I’m not asking that every TV show be another Roseanne or Shameless, though I loved Roseanne and adore Shameless, but at least give us some people we can identify with. I have NOTHING in common with Reagan, other than the fact that we’re both 30-something white chicks living in the U.S. And I have no desire to watch rich people create and then whine about fake problems every week only to pat themselves on the back 22 minutes later for finding the obvious solutions to those stupid non-problems. If I wanted to watch that, I’d have gone to see that awful Sarah Jessica Parker flick (I Don’t Know How She Does It or something – I don’t know, I didn’t see it) last year.
The tag line for Up All Night is: “Sleep is for babies.” Which sounds like something all parents could appreciate, right? Except that not one episode I’ve seen of this show addresses the sleep deprivation all new parents experience. Or the financial adjustment that accompanies parenthood. Just a few days ago at work, one of my co-workers commented that when her kids were young, she and her husband had a hard time adjusting to being broke all the time. Another co worker chimed in: “They sure do suck all your money out of you.” Somehow, I doubt Chris and Reagan could relate to that. Which means that the writers of Up All Night can’t relate to it, which bodes the question, How could they write something most Americans will connect with if they know nothing of the issues most Americans deal with everyday? The answer: they can’t. Which is why Up All Night sucks.

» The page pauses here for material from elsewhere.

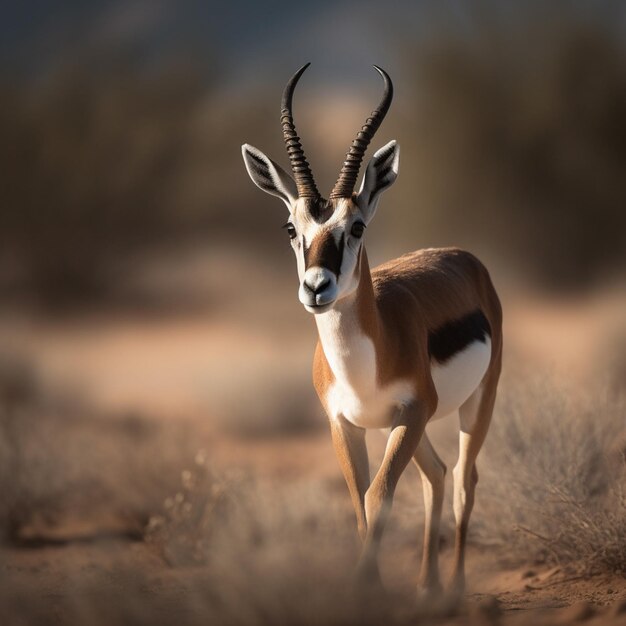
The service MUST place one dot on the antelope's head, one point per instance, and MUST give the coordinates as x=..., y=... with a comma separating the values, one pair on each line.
x=327, y=235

You want another smash hit, Hollywood? Give us something we know. The Office (U.K.) reached syndication in 80 countries around the world and spawned something like 20 remakes (including our own massive success here is the U.S.) because every episode dealt with things that nearly every human being alive has experienced. Don’t expect us to watch the contrived, upper-class problems of the six or seven-figure earners and actually give a shit. It’s like asking a homeless guy to cry for you because you can’t decide which restaurant to take your family out to on Friday night.